The authors conducted an analysis in which they compared various measures associated with lymph node dissection and identified threshold values associated with disease-specific survival outcomes in patients with melanoma. Patients with lymph node-positive melanoma who underwent therapeutic lymph node dissection of the neck, axilla, and inguinal region were identified from the National Cancer Institute’s Surveillance Epidemiology and End Results (SEER) database from 1998 to 2005. The authors performed Cox multivariate analyses to determine the impact on disease-specific survival (DSS) of the total number of lymph nodes removed, number of negative lymph nodes removed, and lymph node ratio.

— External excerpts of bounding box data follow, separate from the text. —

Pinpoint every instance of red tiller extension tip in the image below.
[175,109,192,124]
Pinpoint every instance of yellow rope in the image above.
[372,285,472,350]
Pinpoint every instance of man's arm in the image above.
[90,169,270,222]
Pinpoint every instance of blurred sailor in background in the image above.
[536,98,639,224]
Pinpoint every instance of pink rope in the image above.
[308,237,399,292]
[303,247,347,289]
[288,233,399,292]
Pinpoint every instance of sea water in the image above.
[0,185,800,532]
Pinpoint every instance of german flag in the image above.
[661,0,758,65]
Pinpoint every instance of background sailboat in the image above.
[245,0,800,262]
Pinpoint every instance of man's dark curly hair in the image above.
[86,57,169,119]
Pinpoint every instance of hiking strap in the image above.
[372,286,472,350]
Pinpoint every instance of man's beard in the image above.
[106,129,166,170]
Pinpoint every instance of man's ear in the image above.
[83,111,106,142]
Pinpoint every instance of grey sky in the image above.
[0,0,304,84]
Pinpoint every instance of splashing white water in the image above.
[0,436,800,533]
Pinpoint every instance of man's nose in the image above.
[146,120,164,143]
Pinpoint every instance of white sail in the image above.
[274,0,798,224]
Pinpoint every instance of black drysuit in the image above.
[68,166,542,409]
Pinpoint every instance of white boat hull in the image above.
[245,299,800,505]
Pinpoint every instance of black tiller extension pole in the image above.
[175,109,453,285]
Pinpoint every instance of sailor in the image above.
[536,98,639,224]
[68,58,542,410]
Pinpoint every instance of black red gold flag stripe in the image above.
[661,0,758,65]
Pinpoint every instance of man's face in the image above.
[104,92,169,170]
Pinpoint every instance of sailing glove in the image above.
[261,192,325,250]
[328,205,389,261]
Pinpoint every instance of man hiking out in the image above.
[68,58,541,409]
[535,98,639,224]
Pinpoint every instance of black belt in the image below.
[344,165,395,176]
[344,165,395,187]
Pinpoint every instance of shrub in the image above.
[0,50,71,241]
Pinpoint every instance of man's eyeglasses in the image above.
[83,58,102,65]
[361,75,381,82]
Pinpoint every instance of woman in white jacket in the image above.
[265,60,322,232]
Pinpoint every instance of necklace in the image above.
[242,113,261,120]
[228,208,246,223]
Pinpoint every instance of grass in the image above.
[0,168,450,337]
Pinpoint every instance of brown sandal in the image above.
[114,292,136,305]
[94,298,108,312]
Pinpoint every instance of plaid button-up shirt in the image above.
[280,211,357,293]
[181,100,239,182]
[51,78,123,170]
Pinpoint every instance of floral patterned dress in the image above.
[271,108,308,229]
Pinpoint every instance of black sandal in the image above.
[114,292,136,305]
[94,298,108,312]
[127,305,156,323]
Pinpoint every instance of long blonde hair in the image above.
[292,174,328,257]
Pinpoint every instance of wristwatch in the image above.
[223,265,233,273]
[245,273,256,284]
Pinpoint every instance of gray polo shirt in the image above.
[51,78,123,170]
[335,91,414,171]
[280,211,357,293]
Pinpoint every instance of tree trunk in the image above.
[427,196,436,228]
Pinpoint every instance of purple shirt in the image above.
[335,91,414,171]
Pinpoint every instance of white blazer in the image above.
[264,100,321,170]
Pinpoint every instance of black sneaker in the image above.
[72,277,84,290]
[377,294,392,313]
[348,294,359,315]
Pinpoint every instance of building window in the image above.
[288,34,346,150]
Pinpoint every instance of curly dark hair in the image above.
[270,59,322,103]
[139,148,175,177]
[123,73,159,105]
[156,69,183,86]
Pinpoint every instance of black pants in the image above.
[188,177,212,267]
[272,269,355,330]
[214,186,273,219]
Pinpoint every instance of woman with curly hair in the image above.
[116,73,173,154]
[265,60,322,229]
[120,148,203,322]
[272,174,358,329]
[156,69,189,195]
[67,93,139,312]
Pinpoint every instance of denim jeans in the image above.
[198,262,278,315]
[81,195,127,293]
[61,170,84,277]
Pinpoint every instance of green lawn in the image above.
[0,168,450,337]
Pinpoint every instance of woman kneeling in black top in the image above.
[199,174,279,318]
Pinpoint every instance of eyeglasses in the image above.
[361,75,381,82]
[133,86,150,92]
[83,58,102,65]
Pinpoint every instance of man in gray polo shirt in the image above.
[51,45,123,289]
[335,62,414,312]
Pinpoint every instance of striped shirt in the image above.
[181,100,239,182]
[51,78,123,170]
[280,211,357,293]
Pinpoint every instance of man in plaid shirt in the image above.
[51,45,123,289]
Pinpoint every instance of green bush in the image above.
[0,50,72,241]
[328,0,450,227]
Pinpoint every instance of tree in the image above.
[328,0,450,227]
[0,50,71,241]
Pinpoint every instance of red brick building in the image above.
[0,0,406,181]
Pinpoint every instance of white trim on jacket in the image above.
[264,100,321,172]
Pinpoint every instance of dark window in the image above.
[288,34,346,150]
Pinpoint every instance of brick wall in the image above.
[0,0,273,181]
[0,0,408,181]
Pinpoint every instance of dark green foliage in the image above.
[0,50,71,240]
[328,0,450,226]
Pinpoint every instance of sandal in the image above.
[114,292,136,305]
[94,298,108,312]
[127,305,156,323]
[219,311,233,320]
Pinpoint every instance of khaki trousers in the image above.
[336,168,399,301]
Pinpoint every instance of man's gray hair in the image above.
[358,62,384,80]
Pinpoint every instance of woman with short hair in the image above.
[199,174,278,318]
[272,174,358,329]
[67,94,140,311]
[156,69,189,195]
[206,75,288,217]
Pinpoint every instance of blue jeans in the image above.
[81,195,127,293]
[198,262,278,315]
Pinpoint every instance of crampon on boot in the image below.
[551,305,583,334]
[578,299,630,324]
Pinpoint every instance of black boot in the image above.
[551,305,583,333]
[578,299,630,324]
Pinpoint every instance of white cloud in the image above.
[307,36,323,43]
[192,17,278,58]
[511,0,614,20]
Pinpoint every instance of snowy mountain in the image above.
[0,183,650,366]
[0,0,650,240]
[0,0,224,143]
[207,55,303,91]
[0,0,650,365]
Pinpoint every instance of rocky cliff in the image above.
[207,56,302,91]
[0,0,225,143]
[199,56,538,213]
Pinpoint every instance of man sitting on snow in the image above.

Multivariate cutpoint analyses were conducted for each anatomic region to identify the threshold values associated with the greatest improvement in DSS. The authors found that lymph node ratio was significantly associated with DSS for all node regions. The ratio thresholds resulting in the greatest difference in five-year DSS were 0.07, 0.13, and 0.18 for neck, axillary, and inguinal regions, respectively, corre-sponding to 15, 8, and 6 lymph nodes removed per positive lymph node. After adjusting for other clinicopathologic factors, the hazard ratios were 0.53 (95 percent confidence interval [CI], 0.40–0.71) in the neck, 0.52 (95 percent CI, 0.42–0.65) in the axillary, and 0.47 (95 percent CI, 0.36–0.61) in the inguinal regions for patients who met the lymph node ratio threshold. The authors concluded that of the prognostic factors exam-ined, lymph node ratio was the best indicator of the extent of node dissection, regardless of anatomic nodal region. These data provide evidencebased guidelines for defining adequate lymph node dissections in melanoma patients.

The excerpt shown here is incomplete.